Das Pech von Agnostikern, möglicherweise Pilatus und dem jetzt nicht mehr Golf fahrenden Golffahrer ist, dass sie die jeweilige Information (aus der Relativitätstheorie resp. aus der Wissenschaftstheorie) nicht vernünftig haben verdauen können. Wer sich "wegen Positivismus" keine Position im Theismus/Atheismus-Streit einnehmen traut und Wahrheit deshalb für willkürlich hält, parkt auch "wegen Relativität" seinen Golf ganz ganz schnell in eine zu kleine Parklücke.

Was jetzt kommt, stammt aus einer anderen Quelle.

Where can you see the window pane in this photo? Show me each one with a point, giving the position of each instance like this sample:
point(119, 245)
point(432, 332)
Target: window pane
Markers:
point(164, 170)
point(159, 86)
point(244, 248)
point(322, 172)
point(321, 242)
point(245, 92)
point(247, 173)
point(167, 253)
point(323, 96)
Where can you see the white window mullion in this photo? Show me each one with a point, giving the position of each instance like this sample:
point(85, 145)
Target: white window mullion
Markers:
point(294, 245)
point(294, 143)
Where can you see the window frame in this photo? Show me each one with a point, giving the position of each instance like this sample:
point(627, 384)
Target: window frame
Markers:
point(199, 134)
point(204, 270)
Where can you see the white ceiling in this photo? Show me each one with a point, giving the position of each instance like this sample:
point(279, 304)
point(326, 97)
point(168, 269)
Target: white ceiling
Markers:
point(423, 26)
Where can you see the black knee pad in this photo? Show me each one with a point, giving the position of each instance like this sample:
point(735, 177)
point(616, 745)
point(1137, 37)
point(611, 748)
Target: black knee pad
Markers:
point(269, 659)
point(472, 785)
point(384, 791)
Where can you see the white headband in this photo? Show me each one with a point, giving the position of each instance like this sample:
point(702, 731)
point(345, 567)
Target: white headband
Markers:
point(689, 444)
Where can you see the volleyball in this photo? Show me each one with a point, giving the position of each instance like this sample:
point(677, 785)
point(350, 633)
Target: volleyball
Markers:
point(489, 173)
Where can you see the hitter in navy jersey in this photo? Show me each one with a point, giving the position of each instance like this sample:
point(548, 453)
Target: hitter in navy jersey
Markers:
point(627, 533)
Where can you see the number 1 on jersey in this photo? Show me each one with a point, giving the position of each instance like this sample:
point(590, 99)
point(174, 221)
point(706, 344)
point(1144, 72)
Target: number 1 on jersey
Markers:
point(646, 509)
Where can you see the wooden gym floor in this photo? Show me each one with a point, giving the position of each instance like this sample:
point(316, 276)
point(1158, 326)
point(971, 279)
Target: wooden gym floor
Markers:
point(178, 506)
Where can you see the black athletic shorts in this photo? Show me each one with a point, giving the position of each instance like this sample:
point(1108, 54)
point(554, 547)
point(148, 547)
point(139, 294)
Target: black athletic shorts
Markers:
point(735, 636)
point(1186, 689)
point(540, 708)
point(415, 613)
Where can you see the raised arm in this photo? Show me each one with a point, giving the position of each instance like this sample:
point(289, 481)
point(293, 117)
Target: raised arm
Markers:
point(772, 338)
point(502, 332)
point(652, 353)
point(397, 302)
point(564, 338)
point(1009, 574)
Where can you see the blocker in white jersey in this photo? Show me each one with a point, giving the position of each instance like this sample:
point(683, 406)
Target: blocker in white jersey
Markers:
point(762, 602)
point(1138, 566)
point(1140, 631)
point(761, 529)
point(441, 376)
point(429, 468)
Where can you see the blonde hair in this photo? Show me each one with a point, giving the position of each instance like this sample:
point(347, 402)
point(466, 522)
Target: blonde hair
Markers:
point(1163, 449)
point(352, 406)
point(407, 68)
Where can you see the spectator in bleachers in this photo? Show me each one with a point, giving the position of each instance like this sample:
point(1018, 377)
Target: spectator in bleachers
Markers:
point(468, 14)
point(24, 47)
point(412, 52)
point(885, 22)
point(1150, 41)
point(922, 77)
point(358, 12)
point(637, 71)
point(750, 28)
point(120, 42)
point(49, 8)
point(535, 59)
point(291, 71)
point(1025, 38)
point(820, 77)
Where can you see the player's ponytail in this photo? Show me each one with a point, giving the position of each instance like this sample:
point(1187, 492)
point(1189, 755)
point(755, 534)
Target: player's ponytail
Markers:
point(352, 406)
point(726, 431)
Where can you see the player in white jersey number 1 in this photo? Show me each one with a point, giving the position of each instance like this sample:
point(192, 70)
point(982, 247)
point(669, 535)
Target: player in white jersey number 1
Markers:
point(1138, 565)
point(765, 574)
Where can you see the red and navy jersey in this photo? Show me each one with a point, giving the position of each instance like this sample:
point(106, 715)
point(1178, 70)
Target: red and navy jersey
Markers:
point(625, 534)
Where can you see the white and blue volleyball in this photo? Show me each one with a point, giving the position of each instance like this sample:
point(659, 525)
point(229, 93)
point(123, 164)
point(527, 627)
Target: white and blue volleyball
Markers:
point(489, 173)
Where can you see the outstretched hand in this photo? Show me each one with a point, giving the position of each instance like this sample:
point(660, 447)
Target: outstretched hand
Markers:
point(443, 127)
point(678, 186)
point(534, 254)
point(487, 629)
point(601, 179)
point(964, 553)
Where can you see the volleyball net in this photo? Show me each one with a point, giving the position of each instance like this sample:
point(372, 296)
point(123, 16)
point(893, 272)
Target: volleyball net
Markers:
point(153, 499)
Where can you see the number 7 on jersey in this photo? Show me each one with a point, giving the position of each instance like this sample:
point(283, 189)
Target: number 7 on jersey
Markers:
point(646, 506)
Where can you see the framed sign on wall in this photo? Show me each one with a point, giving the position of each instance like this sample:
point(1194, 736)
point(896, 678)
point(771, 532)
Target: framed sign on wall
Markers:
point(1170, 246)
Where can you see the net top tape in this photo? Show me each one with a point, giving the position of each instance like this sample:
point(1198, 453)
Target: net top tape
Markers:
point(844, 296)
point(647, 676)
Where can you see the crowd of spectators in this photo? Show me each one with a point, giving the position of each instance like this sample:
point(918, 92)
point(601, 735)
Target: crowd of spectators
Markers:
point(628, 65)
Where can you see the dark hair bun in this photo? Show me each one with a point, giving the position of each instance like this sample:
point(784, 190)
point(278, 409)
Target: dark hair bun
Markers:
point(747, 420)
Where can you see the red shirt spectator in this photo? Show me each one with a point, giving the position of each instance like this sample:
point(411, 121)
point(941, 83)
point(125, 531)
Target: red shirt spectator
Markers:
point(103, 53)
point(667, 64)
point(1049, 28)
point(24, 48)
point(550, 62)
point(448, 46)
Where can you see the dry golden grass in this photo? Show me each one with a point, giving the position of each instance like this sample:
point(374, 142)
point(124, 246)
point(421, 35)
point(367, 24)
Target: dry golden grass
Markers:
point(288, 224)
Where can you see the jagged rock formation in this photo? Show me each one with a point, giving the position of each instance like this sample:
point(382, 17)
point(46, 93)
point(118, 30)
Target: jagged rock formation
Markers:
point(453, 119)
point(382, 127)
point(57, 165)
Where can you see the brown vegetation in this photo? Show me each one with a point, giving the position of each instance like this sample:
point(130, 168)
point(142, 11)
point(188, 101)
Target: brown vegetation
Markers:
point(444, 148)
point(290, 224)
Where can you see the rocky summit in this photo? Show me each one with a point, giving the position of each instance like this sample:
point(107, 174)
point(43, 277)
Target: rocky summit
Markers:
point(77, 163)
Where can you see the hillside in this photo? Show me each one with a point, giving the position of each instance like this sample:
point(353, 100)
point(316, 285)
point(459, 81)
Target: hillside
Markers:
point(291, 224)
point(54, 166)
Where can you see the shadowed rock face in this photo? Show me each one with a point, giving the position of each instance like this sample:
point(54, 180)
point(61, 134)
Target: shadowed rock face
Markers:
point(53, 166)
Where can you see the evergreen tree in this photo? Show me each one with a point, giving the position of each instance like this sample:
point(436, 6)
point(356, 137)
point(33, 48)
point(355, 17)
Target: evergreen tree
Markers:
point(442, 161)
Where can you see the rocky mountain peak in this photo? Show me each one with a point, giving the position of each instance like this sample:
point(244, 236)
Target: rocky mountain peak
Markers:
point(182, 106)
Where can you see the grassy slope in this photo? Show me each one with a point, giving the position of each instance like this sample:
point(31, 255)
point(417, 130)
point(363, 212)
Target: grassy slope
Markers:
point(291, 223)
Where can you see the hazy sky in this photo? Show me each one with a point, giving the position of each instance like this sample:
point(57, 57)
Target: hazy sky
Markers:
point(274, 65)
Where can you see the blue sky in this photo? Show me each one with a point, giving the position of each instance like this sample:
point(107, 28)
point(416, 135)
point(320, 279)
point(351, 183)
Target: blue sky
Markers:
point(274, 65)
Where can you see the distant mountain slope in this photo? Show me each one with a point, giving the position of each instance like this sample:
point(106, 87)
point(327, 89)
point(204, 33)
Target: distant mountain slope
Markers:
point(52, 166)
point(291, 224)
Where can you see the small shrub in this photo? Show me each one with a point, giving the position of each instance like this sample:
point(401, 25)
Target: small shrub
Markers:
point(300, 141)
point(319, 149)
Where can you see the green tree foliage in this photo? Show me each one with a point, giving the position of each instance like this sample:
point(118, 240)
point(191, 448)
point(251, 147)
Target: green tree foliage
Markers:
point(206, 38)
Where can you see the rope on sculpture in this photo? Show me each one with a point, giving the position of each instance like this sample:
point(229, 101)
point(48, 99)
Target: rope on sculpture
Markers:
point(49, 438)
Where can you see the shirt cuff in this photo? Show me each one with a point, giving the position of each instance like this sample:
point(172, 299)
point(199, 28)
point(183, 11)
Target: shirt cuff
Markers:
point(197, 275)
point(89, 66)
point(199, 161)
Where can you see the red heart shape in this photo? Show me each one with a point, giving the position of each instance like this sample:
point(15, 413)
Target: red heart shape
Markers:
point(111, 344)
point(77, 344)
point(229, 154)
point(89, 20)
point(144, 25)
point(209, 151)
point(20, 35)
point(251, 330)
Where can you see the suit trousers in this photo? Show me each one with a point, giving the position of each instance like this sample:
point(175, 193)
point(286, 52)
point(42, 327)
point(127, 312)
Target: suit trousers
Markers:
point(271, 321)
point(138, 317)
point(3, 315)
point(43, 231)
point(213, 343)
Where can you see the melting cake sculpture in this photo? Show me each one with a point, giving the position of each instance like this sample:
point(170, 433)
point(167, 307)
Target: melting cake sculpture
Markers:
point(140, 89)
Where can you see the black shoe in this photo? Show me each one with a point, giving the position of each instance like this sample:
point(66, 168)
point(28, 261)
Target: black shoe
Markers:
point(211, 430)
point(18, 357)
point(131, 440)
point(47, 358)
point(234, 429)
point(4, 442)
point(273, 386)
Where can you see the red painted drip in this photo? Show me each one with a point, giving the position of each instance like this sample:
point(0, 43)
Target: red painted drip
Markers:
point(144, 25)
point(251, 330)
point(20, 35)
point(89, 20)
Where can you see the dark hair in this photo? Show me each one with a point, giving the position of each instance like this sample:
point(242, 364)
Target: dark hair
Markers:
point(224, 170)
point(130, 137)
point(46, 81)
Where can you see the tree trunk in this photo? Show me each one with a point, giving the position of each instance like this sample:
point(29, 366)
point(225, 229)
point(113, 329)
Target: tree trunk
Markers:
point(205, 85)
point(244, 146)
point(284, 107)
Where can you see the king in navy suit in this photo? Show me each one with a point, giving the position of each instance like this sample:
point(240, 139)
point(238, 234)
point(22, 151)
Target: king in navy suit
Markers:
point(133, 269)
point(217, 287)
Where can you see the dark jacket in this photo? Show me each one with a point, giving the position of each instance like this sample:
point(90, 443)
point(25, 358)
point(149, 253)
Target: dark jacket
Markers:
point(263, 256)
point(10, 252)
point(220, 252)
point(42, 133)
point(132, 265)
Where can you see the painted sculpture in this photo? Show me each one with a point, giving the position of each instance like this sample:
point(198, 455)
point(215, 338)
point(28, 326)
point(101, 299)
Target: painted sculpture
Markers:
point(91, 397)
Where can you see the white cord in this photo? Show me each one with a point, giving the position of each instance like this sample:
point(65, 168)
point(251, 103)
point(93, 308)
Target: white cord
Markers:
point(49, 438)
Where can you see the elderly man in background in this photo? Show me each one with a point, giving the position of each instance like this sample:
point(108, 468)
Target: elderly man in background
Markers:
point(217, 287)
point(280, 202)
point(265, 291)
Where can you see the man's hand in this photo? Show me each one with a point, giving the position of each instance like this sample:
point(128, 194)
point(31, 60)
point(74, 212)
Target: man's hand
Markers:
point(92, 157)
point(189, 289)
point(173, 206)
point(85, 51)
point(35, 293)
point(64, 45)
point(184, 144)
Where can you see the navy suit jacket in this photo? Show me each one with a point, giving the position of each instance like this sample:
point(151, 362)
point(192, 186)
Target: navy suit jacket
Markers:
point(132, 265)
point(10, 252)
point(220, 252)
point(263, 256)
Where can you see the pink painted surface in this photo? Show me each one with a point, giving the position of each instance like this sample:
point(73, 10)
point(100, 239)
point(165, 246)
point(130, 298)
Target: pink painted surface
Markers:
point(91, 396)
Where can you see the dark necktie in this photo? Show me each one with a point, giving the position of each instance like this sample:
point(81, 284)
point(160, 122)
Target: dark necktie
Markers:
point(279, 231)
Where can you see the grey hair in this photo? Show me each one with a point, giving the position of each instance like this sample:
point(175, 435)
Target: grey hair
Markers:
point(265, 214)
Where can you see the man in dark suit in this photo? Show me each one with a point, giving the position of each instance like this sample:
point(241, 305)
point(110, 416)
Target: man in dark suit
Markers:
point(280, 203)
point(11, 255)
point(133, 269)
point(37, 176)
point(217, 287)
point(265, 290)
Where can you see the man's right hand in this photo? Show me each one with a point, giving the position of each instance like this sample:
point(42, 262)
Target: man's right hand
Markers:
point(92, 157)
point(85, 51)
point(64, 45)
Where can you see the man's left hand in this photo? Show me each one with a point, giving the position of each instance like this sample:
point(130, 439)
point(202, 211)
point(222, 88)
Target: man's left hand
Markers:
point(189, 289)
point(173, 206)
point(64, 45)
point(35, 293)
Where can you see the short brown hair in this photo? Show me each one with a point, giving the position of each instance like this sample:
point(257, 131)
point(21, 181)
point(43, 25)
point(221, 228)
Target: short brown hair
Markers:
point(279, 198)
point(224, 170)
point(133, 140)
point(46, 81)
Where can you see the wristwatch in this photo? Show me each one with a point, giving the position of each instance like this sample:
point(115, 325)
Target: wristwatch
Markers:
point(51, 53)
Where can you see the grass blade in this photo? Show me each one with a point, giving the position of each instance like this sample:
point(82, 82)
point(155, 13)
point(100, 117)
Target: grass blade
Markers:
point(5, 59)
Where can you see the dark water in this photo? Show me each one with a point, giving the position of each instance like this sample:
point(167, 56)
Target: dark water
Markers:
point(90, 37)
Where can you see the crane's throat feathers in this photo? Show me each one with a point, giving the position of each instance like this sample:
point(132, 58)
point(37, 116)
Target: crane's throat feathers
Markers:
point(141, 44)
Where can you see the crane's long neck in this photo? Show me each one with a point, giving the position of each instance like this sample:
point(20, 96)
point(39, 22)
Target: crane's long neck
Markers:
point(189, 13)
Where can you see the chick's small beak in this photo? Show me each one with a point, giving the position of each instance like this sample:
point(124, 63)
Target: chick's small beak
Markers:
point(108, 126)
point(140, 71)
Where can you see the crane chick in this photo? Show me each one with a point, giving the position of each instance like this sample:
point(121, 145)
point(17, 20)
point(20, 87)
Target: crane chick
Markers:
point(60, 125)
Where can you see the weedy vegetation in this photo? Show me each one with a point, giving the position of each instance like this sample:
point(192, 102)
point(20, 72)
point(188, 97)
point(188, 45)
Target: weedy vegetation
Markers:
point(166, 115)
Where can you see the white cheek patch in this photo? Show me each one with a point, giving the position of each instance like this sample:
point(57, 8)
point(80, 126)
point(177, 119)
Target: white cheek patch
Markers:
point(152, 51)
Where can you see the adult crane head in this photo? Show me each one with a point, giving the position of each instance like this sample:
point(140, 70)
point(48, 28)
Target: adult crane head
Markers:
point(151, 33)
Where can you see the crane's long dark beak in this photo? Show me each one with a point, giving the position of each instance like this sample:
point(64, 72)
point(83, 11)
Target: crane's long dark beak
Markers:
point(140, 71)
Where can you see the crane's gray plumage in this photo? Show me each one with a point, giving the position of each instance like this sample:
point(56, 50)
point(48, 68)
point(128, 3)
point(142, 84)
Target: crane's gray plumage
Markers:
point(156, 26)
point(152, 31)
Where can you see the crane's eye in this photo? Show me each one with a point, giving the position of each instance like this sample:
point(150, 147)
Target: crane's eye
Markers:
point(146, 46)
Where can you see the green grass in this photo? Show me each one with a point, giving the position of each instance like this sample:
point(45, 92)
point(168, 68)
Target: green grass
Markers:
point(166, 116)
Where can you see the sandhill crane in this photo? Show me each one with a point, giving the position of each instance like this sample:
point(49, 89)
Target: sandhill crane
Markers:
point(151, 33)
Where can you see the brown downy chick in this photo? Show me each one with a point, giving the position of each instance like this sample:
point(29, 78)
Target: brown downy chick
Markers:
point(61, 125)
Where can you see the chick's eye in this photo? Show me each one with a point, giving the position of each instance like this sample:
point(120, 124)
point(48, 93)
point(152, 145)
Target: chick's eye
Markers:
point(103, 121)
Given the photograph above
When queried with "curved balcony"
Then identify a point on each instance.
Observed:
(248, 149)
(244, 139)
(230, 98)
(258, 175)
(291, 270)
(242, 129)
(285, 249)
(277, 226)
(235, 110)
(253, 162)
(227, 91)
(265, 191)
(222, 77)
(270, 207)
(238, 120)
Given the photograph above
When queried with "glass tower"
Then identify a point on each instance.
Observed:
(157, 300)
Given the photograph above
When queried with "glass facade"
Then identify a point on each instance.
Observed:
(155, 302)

Sobald ein Agnostiker seinen Golf "wegen Relativität" tatsächlich in eine zu kleine Parklücke reinkriegt, gehe gerne ich selbst ins Irrenhaus. Sobald Agnostizismus eine vernünftige Position ist bei der Frage, ob es vernünftige Gründe gibt, die reale Existenz von Comicfiguren (Donald Duck, Jahwe, Lupo) anzunehmen, auch.

Sobald die Möglichkeit von Wahrheit auszuschließen ist, sobald man also nicht sicher wissen kann, dass man 5 Äpfel hat, wenn man zu 2 Äpfeln noch 3 Äpfel dazu legt, sobald man nicht sicher wissen kann, dass Russen keine mit ihnen kollabierenden Ukrainer erschießen, ukrainische Radikale, die ganz offiziell und von Selenskyj angekündigt zur Erschießung von Kollaborateuren nach Butscha entsand worden sind, schon, muss entweder ich selbst oder die Welt ins Irrenhaus.

Ich wehre mich noch immer gegen die Einsicht, dass seit etwa Februar 2020 die Mehrheit der durch Medien ferngesteuerten Menschen dieses Niveau von allgemein verordnetem Wahnsinn erreicht oder sogar überschritten hat.